Dress to impress


Many people hold consultants in awe; they drive fancy cars, wear designer suits, and carry themselves with certain gravity. But does all this ’power dressing’ actually have a net effect on the influence of the advice they offer?

Indeed, a consultant’s anecdotic slick Armani suit and shiny BMW parked in front of the office contribute to increased advice utilization. This appears from research done by Stefanie Tzioti, PhD graduate at ERIM. In her dissertation, entitled Let Me Give You a Piece of Advice: Empirical Papers about Advice Taking in Marketing, she studies the effects of opinion and advice giving on decision making. The findings reported in this dissertation demonstrate once again, in the domain of advice taking, the important role that unconscious processes play in decision making.

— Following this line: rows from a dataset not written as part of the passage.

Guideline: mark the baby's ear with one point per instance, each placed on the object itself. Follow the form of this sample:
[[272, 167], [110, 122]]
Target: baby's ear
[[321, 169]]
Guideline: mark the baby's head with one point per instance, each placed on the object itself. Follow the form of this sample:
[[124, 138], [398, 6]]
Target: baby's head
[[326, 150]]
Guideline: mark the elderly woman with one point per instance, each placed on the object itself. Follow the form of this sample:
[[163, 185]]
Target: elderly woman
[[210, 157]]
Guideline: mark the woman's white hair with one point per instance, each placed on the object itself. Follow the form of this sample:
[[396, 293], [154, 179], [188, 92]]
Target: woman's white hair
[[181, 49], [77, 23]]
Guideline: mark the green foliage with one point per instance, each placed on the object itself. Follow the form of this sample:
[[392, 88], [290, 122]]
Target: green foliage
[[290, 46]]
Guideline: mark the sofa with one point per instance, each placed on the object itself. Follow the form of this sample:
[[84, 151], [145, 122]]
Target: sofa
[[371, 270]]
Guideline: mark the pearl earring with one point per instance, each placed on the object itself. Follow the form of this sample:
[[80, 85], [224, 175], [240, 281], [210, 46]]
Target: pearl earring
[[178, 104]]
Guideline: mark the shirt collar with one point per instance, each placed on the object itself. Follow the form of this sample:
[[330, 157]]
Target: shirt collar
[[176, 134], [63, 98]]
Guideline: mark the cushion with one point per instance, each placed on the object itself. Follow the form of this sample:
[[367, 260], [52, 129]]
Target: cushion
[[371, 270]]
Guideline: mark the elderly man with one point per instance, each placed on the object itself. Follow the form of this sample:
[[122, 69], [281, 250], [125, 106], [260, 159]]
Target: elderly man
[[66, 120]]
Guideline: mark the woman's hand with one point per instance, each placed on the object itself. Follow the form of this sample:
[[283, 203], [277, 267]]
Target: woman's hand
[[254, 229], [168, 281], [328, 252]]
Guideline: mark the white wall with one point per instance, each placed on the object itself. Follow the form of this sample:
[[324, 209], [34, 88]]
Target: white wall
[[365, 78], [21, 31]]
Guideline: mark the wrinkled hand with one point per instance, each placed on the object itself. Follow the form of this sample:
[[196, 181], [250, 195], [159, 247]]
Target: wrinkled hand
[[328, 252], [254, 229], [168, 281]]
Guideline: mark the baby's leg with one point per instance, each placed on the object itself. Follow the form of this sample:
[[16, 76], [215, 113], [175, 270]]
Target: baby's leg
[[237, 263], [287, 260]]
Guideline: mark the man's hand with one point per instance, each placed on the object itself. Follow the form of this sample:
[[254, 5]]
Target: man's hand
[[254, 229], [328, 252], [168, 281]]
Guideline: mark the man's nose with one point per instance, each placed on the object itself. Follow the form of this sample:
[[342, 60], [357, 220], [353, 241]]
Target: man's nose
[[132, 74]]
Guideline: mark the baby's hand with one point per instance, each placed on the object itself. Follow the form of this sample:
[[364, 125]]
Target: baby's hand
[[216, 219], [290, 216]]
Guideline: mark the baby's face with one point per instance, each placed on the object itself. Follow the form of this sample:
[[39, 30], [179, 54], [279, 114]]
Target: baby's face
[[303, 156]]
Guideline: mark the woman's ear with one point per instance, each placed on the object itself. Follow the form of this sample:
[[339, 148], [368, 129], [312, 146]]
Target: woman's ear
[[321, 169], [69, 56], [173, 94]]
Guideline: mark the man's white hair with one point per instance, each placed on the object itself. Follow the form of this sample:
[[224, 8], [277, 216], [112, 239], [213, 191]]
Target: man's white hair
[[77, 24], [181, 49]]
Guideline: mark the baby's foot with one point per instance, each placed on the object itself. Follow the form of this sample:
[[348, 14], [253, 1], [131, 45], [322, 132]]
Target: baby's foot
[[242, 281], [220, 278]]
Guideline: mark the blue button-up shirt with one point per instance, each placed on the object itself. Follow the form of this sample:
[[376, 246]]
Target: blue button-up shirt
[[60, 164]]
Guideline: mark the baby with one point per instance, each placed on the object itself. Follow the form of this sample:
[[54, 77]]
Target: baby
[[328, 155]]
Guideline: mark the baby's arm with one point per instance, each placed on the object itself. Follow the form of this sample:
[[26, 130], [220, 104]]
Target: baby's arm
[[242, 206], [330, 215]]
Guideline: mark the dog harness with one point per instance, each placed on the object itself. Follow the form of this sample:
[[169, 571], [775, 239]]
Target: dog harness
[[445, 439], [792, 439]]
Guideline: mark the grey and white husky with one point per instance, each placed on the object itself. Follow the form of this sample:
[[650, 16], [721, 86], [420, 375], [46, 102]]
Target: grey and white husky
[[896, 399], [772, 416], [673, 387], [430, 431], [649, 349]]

More often than not, (marketing) managers seek advice from others when they need to make important decisions. Various industries, from advertising to consulting, build an entire business on the ability to make the advice they provide to their consumers valued and utilized. As advice giving and taking is omnipresent in all organisations, it is insightful for (marketing) practitioners to understand the factors that lead to an increase or decrease in advice taking. The findings reported in this dissertation suggest that expertise is not always the biggest motive for accepting advice. Instead, advice seems to be significantly more readily taken form a person dressed in a custom-made suit and driving an expensive car (even when he has no expertise at all). Moreover, from this dissertation it appears that justifying the advice, either intuitively or analytically, in a way that is appropriate to the (marketing) problem at hand and to the seniority of the advisor, promotes advice taking. Finally, different discrete positive and negative emotions were found to influence advice taking in unique ways. Hence, it appears that advisors such as consultants and policy makers may benefit from generating or inducing (or, in contrast, purposely avoiding generating or inducing) a specific emotion to exert a stronger influence on the final decision maker.

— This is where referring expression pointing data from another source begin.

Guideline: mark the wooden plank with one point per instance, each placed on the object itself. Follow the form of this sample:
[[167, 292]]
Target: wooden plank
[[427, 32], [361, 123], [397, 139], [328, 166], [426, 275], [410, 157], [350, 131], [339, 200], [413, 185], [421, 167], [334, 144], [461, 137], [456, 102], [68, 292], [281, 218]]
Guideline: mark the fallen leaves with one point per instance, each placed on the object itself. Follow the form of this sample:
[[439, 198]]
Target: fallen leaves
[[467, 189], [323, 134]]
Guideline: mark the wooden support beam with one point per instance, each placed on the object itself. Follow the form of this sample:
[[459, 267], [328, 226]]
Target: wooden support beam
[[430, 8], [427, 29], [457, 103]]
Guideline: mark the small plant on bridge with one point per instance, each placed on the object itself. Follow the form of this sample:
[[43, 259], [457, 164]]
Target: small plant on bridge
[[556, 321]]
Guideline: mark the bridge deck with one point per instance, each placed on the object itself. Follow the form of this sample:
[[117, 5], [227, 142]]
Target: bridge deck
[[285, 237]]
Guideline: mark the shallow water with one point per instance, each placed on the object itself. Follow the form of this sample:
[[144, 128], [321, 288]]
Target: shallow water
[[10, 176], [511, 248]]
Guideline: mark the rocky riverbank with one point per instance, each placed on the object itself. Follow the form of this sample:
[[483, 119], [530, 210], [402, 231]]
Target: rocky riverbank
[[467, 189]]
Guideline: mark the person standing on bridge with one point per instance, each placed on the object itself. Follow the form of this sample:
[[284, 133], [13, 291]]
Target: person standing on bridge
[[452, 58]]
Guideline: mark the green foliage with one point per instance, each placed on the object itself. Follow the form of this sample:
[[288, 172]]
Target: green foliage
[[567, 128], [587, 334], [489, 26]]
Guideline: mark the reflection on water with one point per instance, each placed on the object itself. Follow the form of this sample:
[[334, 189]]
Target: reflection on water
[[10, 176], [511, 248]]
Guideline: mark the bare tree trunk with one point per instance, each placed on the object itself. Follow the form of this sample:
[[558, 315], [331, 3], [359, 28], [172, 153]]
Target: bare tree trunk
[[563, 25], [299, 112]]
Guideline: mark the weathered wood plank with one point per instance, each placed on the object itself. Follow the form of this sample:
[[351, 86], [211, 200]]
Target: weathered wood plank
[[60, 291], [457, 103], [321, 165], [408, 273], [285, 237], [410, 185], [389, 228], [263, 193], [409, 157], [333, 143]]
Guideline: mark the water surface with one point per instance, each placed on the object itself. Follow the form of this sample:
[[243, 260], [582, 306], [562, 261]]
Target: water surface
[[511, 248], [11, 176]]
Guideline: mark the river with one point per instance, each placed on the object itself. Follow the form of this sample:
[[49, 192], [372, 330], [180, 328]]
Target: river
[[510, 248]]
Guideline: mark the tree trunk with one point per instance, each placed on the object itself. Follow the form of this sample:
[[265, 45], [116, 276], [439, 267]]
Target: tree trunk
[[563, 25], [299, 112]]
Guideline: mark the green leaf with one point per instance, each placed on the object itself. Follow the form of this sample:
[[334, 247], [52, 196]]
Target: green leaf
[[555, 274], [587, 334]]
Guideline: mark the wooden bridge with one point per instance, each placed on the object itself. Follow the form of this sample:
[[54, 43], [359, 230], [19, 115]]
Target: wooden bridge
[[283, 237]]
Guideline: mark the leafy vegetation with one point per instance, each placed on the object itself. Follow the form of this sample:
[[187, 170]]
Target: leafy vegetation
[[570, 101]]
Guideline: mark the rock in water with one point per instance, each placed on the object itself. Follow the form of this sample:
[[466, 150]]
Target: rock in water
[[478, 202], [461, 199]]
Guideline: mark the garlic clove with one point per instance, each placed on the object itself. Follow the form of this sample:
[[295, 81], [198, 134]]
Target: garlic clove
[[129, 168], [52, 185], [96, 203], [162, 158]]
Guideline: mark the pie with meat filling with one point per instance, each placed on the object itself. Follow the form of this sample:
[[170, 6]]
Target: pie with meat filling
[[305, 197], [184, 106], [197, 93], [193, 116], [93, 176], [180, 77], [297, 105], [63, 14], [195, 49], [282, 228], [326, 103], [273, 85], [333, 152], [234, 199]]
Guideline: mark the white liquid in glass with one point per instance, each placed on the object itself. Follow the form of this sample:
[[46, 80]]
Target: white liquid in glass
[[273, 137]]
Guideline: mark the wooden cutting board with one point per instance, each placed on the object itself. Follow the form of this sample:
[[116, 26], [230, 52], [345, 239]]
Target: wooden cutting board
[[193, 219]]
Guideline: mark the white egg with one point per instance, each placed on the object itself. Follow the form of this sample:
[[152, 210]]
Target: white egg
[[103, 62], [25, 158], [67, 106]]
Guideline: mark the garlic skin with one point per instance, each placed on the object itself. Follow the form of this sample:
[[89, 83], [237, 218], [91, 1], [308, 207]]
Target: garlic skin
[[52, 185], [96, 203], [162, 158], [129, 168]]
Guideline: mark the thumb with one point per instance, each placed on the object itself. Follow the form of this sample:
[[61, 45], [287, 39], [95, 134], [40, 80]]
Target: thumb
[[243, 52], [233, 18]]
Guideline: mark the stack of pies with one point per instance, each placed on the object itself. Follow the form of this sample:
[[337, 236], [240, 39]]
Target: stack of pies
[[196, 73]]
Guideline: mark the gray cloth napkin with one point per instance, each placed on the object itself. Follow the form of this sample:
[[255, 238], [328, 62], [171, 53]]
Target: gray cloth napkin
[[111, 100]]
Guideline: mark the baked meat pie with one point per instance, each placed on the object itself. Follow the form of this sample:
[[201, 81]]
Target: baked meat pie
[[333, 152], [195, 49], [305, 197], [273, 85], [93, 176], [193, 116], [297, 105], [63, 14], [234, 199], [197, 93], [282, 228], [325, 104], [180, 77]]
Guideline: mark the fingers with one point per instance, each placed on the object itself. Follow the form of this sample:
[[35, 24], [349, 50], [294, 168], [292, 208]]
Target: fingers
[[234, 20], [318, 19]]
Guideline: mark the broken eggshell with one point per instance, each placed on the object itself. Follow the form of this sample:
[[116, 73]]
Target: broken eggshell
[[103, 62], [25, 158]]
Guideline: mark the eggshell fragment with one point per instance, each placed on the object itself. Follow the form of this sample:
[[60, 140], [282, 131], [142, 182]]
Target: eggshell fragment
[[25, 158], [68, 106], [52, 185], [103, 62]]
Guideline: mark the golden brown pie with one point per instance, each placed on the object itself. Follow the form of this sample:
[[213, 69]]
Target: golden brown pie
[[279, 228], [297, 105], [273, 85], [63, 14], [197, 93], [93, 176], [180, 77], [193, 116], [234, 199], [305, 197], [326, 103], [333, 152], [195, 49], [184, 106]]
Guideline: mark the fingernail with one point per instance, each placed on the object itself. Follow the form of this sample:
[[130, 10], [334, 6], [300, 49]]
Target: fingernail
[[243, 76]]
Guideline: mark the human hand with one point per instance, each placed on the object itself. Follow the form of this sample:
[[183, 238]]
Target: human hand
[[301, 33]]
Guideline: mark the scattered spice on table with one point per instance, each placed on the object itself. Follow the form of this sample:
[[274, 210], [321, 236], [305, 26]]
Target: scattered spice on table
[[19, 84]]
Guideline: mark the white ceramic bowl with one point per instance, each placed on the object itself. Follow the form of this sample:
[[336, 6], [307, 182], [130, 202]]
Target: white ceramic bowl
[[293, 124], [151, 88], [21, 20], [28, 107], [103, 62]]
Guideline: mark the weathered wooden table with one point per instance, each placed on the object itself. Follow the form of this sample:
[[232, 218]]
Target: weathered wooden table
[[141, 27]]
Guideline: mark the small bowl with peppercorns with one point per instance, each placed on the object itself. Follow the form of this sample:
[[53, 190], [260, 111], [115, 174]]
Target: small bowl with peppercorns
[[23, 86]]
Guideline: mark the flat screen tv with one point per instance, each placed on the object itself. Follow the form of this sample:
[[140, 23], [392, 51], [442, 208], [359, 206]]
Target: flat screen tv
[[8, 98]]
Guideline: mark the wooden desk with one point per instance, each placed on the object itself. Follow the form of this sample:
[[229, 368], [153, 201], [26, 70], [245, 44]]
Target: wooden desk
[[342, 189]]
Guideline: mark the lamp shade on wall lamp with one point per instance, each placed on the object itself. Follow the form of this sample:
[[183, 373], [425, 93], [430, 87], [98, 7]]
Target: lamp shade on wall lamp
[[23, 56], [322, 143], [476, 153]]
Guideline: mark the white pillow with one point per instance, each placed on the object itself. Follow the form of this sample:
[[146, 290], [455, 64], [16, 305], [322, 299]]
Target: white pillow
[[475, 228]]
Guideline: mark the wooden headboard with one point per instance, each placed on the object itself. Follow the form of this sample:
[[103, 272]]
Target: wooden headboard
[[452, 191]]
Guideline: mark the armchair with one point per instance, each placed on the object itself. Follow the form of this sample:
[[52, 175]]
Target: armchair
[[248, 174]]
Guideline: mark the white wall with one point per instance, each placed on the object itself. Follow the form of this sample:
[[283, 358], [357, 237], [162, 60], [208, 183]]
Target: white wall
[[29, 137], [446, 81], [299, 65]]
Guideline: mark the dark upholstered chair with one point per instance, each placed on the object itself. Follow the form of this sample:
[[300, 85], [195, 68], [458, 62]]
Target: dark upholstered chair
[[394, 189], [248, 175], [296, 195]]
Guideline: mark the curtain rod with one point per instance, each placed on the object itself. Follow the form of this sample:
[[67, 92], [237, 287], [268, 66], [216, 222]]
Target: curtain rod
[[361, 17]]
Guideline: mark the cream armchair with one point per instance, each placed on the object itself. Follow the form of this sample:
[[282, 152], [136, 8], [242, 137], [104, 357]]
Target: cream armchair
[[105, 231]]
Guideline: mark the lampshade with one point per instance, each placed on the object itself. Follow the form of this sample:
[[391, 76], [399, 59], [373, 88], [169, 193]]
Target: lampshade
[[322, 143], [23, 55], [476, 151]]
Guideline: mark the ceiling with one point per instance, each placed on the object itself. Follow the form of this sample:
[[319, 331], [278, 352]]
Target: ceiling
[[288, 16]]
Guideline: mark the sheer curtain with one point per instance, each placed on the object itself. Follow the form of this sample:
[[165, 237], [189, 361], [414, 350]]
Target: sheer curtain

Stefanie Tzioti defended her dissertation on November 4, 2010.Her promoters were Prof.dr. Stijn van Osselaer, Professor of Consumer Marketing, and Prof.dr.ir. Berend Wierenga, Professor of Marketing. Other members of the Doctoral Committee were Prof.dr. D. Smeesters, Prof.dr. D. Van Knippenberg, and Prof.dr. M. Zeelenberg (Tilburg University).

About Stefanie Tzioti

Stefanie Tzioti (Schiedam, 1984) obtained her master‘s degree in International Business Administration cum laude from the Rotterdam School of Management, Erasmus University in 2007. In the same year she joined the Erasmus Research Institute of Management as a PhD Candidate at the department of Marketing Management. Her main research interests are consumer and managerial decision making and behaviour. Currently, different parts of her work are under review at the Journal of Marketing Research and Organization Behaviour and Human Decision Processes.

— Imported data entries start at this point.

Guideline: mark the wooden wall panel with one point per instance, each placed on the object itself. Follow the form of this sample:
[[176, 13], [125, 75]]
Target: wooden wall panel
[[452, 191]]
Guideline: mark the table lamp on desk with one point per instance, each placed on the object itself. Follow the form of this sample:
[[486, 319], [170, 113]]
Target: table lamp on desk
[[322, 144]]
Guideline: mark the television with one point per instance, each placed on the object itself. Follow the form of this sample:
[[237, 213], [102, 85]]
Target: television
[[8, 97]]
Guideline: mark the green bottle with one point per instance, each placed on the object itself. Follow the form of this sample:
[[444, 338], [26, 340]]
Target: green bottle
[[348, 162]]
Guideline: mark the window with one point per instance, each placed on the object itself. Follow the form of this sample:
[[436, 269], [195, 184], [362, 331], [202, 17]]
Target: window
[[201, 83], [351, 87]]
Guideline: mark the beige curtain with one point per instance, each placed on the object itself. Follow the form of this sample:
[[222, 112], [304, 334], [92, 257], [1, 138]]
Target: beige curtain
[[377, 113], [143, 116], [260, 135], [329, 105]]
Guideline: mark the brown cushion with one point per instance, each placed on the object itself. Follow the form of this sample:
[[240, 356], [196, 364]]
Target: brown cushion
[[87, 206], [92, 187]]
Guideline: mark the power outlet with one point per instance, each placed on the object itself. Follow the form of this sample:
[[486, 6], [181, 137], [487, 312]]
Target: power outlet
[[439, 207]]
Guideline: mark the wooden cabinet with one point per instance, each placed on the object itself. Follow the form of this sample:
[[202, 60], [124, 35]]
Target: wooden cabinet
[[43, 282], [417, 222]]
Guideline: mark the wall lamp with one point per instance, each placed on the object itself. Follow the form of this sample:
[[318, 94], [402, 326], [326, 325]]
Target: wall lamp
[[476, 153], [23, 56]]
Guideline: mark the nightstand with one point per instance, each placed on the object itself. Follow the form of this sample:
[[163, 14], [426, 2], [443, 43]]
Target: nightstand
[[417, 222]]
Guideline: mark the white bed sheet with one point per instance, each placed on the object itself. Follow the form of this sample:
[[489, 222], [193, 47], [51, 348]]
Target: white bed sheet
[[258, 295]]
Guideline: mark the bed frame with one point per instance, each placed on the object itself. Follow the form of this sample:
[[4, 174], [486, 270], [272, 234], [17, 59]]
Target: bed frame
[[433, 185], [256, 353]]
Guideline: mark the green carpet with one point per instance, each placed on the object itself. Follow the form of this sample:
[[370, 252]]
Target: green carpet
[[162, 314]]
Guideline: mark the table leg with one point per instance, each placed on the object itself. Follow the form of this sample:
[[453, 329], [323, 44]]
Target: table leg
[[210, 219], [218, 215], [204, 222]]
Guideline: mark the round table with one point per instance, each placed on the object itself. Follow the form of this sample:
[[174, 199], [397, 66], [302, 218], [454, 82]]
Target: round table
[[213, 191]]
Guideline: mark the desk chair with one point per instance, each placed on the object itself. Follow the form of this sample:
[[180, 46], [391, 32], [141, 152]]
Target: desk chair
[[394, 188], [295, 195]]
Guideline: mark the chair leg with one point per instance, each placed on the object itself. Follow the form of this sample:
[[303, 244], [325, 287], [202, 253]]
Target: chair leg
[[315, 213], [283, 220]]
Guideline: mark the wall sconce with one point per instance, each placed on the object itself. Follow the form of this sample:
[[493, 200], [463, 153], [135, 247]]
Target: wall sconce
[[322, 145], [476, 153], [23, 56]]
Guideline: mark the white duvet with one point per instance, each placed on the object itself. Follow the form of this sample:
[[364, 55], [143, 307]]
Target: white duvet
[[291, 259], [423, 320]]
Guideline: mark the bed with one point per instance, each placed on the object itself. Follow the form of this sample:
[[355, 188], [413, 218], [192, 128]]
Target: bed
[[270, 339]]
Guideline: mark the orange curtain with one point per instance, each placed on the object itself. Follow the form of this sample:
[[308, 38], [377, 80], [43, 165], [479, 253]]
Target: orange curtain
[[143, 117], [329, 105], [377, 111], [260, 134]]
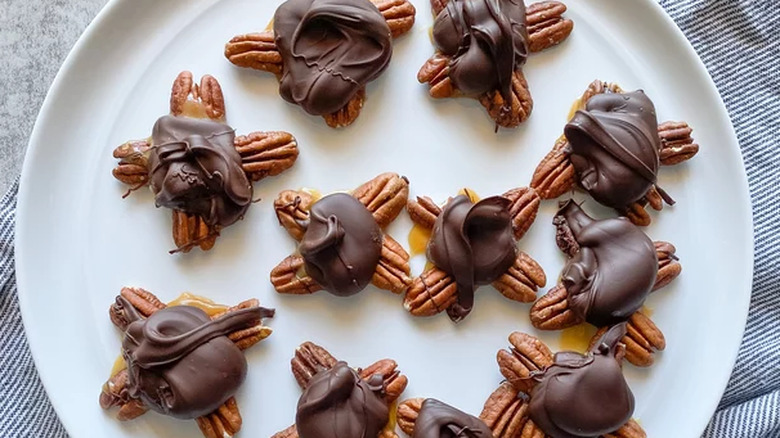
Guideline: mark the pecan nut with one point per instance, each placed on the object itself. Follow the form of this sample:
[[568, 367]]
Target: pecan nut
[[399, 15], [292, 210], [392, 272], [506, 414], [546, 26], [523, 209], [526, 356], [394, 382], [436, 73], [266, 153], [384, 196], [510, 114], [430, 293], [225, 422], [423, 212], [669, 266], [555, 175], [346, 115], [289, 277], [309, 360], [676, 143], [522, 280], [552, 312], [255, 50], [190, 231]]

Abstract of ‘Let Me Give You a Piece of Advice’

Using advice in decision making is widespread for all sorts of important (personal and professional) decisions. Yet, traditional research on individual decision making has failed to systematically study the impact that social interactions about a decision problem can have on the decision outcome. A separate literature stream about advice giving and taking emerged in the 1980s in order to model a decision making structure where one person is responsible for the final decision, but seeks advice from one or more other persons as input in the decision making process. To date, a breadth of research questions have been addressed in order to gradually develop a theory of advice taking. This dissertation is a bundle of three empirical papers on advice taking in marketing that each studies a specific topic within the advice taking domain. Using similar experimental methodologies, the papers bundled in this thesis all find and discuss variable utilization of advice based on the manipulation of one element in the advice situation: advisor wealth, advice justification, and emotions experienced by the decision maker. As such, each of the papers offers some interesting managerial implications and contributes to the development of a more comprehensive theory of advice taking in its own right.